Continuing to like the US is getting more difficult with all the Republican __((**E&&#@___
If you are up to date on the fairest opening books or positions to use for testing, I would be very interested in hearing about that.
Evert wrote: Fri May 18, 2018 7:56 am
CRoberson wrote: Fri May 18, 2018 4:31 am Upon reflection, I see that the Elo gain is possibly 2x that: the old Ares never made such attacks and thus
the ability to defend against them went untested and unmeasured.
Yes, and that's why the gain is typically less than it is in self-play: the other opponent may not have been so blind, so you gain less by playing against them.
Of course this very much depends on the opponent you measure against and the gaps in the evaluation that they have.
Thus, self play testing can lead to insufficient test cases resulting in an under estimate of the rating gain.
Yes. Self-testing can make you blind for gaps in the evaluation function.
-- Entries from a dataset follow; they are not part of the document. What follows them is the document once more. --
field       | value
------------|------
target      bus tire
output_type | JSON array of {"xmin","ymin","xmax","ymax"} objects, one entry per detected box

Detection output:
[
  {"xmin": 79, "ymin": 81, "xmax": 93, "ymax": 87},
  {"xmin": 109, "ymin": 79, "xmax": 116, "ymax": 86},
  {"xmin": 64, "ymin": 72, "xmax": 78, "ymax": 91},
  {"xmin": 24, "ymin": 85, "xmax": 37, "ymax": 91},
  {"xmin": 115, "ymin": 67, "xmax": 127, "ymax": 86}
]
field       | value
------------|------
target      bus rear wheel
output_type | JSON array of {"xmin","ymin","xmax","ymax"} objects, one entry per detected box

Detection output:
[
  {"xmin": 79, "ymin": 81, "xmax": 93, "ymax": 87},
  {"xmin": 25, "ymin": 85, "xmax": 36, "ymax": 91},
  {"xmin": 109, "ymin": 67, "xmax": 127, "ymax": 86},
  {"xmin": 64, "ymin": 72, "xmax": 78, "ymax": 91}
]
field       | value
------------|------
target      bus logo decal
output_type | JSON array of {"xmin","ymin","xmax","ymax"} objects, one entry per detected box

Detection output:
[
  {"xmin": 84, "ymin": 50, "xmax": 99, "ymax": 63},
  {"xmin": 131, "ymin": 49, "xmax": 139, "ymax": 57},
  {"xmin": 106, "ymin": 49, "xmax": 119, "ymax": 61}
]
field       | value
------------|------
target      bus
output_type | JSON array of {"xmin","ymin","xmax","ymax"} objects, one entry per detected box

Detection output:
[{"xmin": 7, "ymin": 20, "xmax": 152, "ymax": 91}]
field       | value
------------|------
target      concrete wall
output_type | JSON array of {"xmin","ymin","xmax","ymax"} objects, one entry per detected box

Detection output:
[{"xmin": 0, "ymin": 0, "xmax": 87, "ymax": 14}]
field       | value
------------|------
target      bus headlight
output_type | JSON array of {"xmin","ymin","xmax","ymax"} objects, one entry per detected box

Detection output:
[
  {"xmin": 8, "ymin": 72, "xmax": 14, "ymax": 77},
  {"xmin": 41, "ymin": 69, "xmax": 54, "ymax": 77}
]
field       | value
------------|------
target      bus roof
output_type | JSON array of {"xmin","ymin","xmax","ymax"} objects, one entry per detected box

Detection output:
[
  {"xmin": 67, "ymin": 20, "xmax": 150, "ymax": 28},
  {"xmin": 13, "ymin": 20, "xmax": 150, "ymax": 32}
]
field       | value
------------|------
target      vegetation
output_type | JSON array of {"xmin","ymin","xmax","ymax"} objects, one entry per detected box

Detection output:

It works fairly well for optimising the evaluation weights in features that you have, but you need to test against other engines to find out what your weaknesses are.
Or you need to try adding loads of different terms and see what sticks (which is sortof what SF does), or you need to extract evaluation features in addition to evaluation weights (neural nets).
User avatar
Greg Strong
Posts: 388
Joined: Sun Dec 21, 2008 6:57 pm
Location: Washington, DC

Re: Issue with self play testing

Post by Greg Strong »

Nice to hear that you are working on a new version of Ares :)

I test almost exclusively against eight other engines. I rotate them from time to time, but Ares is one of the engines that I have used a lot.